In essence Robinson is advocating the complete reinterpretation of the Scriptures. He is quoted in the Times article as saying "We have allowed the Bible to be taken hostage, and it is being wielded by folks who would use it to hit us over the head. We have to take back those Scriptures," he said. "You know, those stories are our stories. I tell this to lesbian folk all the time: The story of freedom in Exodus is our story. ... That's my story, and they can't have it. … We need to teach people about nuance, about holding things in tension, that this can be true and that can be true, and somewhere between is the right answer. It's a very adult way of living, you know. What an unimaginative God it would be if God only put one meaning in any verse of Scripture."

Rev. Robinson gained worldwide notoriety in 2003 when he was elevated to the office of bishop within the Episcopal Church (known as the Anglican Church outside the U.S.). Robinson had left his wife and two young daughters in 1986 and moved in with a man.
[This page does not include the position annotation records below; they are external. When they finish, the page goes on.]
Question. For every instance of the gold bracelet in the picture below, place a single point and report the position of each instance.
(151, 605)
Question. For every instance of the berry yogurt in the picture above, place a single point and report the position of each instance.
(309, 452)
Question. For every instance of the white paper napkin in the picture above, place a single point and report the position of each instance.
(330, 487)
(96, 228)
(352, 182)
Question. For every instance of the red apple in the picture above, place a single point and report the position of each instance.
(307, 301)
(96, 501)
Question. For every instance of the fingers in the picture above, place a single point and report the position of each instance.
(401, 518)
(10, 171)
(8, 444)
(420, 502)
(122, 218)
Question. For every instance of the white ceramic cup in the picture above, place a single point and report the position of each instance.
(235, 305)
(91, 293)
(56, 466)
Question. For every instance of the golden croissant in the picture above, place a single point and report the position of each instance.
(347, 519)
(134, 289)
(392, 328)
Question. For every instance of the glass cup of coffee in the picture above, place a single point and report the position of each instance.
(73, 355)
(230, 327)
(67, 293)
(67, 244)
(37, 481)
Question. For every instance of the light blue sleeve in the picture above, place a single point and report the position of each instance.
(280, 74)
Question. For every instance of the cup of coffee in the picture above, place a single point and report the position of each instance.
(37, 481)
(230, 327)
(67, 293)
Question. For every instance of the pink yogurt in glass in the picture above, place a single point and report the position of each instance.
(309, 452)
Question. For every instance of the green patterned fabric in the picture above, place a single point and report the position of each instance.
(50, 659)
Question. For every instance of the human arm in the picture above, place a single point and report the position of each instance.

His stand on abortion, however, mirrors faithfully the Episcopal Church's position on abortion, adopted in a resolution during its 71st General Convention in 1994, stating: "While we acknowledge that in this country it is the legal right of every woman to have a medically safe abortion, as Christians we believe strongly that if this right is exercised, it should be used only in extreme situations. We emphatically oppose abortion as a means of birth control, family planning, sex selection, or any reason of mere convenience."

Planned Parenthood has made limited inroads in subverting the Christian faith. The Rev. Ignacio Castuera, a Methodist and Planned Parenthood's national chaplain, indicated that the size of their clergy network, numbers around 1,400 pastors and clergy, mostly on the East and West coasts. However, Mr. Castuera said, "When you move further into the country it gets harder. ... In the center of the country we have a lot more conservative perspectives on the Bible and sex."

The comments and activities by Rev. Robinson and other clergy are not going unchallenged however. David Bereit, national director of Stop Planned Parenthood (Stopp), an organization that espouses the belief that life begins at conception and that abortion is murder, said his organization is "not going to allow Planned Parenthood to hijack Christianity." According to the Washington Times, Mr. Bereit said his group will work to build coalitions of churches who will then try to remove Planned Parenthood materials from public school sex education courses and lobby government against funding the group.